Summary

At Kodak Australasia Pty Ltd, maintenance of the manufacturing plant and equipment was crucial to efficient operations. Kodak's team of tradesmen were responsible for constructing new equipment as well as keeping the plant in good working order.

At Kodak Australasia Pty Ltd, maintenance of the manufacturing plant and equipment was crucial to efficient operations. Kodak's team of tradesmen were responsible for constructing new equipment as well as keeping the plant in good working order. 

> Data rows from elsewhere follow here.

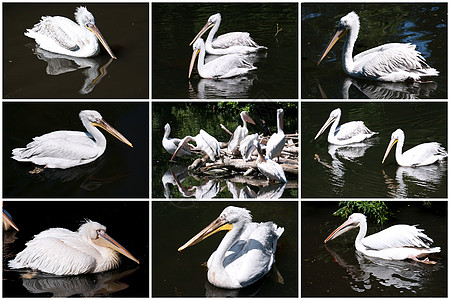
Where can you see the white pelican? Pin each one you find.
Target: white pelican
(268, 167)
(65, 149)
(205, 142)
(62, 35)
(7, 221)
(348, 133)
(276, 142)
(394, 62)
(420, 155)
(248, 145)
(225, 66)
(232, 42)
(239, 133)
(171, 144)
(246, 253)
(60, 251)
(397, 242)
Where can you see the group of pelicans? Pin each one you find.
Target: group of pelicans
(240, 144)
(356, 132)
(231, 47)
(60, 251)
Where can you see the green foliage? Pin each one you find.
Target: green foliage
(376, 210)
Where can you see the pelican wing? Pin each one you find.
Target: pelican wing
(211, 141)
(387, 59)
(275, 145)
(252, 256)
(56, 30)
(234, 39)
(72, 145)
(398, 236)
(228, 66)
(54, 251)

Thomas Baker began making glass photographic plates in 1884 at Abbotsford. His business grew and evolved, becoming Kodak (Australasia) Pty Ltd in 1920 (Beale p.17). As the plant expanded to include machinery for making roll film and photographic papers, plus a range of other photographic products, the complexity of the operations increased. So did the need for increased technical support. Baker, who died in 1928, left a legacy of self-sufficiency, by setting up workshops and employing tradesmen of every kind to maintain and build the equipment used in the factory (Beale p. 21).

The Abbotsford workshops comprised a carpenters shop with a timber store and breaking down shed, a sheet metal shop, engineers shop, and workshops for pipe fitters and plumbers, painters and electricians. 

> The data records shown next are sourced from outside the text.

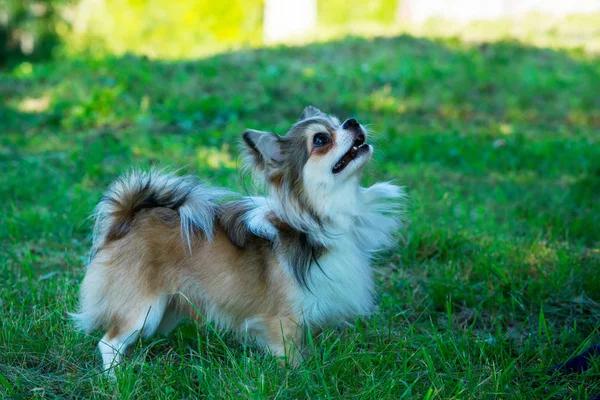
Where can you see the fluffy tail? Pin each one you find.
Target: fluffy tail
(138, 190)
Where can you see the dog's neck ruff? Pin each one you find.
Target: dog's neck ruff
(339, 282)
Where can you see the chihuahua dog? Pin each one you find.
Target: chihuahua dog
(276, 267)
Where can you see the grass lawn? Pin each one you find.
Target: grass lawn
(497, 277)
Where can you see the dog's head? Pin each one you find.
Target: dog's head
(313, 170)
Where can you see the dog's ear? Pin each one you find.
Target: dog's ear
(263, 148)
(310, 112)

Jim Healy, who joined Kodak as a maintenance engineer in 1951, was one of a dozen metal workers who looked after Kodak's manufacturing machinery in the mid twentieth century. Part of Jim's job involved maintaining the pumps and other components of the machine used for coating rolls of paper and base material with photographic emulsions. Tradesmen needed to be on hand in case of a breakdown, which, Jim recalls, were not very frequent because the machines were well maintained. Every year the manufacturing plant shut down for two weeks, when most employees took their Christmas holidays. During shut-down the workshops' tradesmen completely overhauled the manufacturing plant, ready for the start of another busy year.

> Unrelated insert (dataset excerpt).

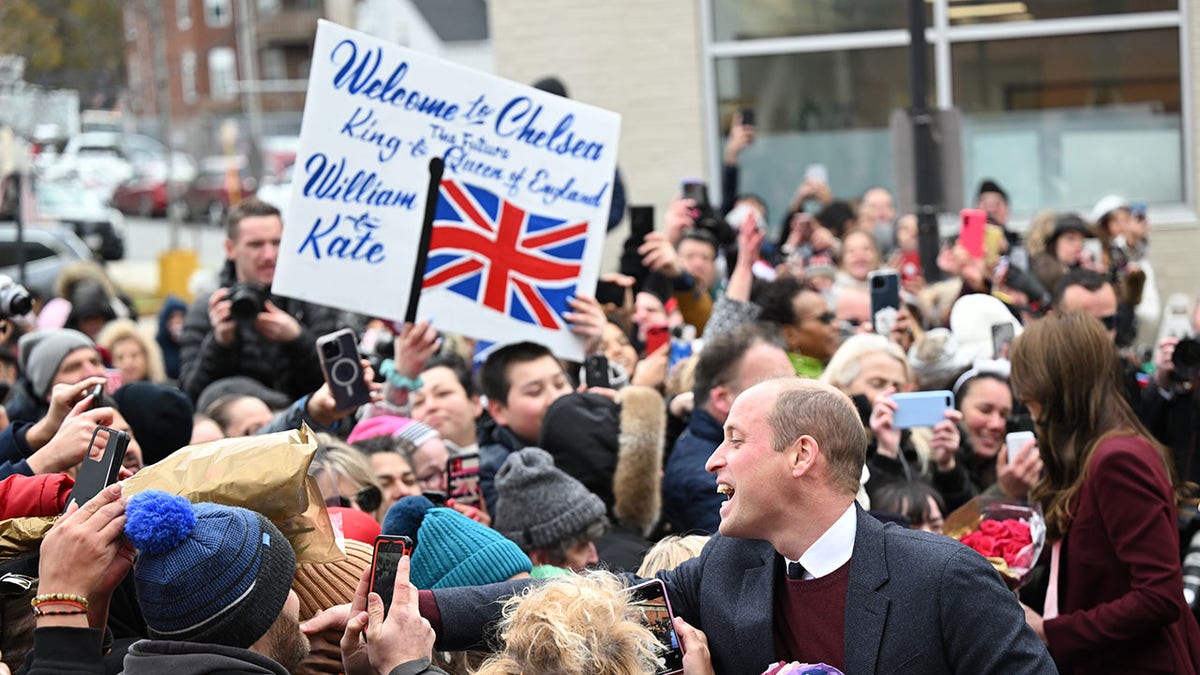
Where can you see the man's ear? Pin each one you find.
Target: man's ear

Besides maintaining the factory, the workshops' tradesmen also worked with Kodak's engineers to construct some of the specialised machinery Kodak used. Jim Healy worked on the construction of a machine for slitting the large rolls of film and photographic paper into long strips. There was also an experimental workshop. Jim remembers assisting the engineering draftsmen:

If they'd get an idea to do something, we'd try to make it up to see if it would work before it had been actually manufactured in the machine shop for production use. We made this little coating machine. If they wanted to try a new type of emulsion or test it out instead of going straight into production, we used to run it on this little coating machine.

Sometimes the workshops, with the approval of management, made small items such as letterboxes for employees. These items were known as 'foreigners'.  Jim remembers: 

You'd sort of start a bit early or cut out your morning tea and do a few things. Of course there was a lot of scrap metal around too, otherwise they used to get rid of it. In the carpenter's shop they'd get a bit of timber out and they'd make a stool and things like that for you. They'd give the apprentices a few of these jobs, away from the standard things
.

Kodak's engineers and tradesmen at Abbotsford were in high demand from the late 1950s when they designed and built some of the new plant installed at the new Coburg complex, which opened in 1961 (Healy, Beale pp 117, 121). The Abbotsford tradesmen transferred to new modern workshops at Coburg, where they continued their tradition of providing a high standard of maintenance.


References:
Beale, Nigel, "The History of Kodak in Australia", 1983.

Oral History:
Jim Healy, interviewed by Lesley Alves at Melbourne Museum, 12 March 2014.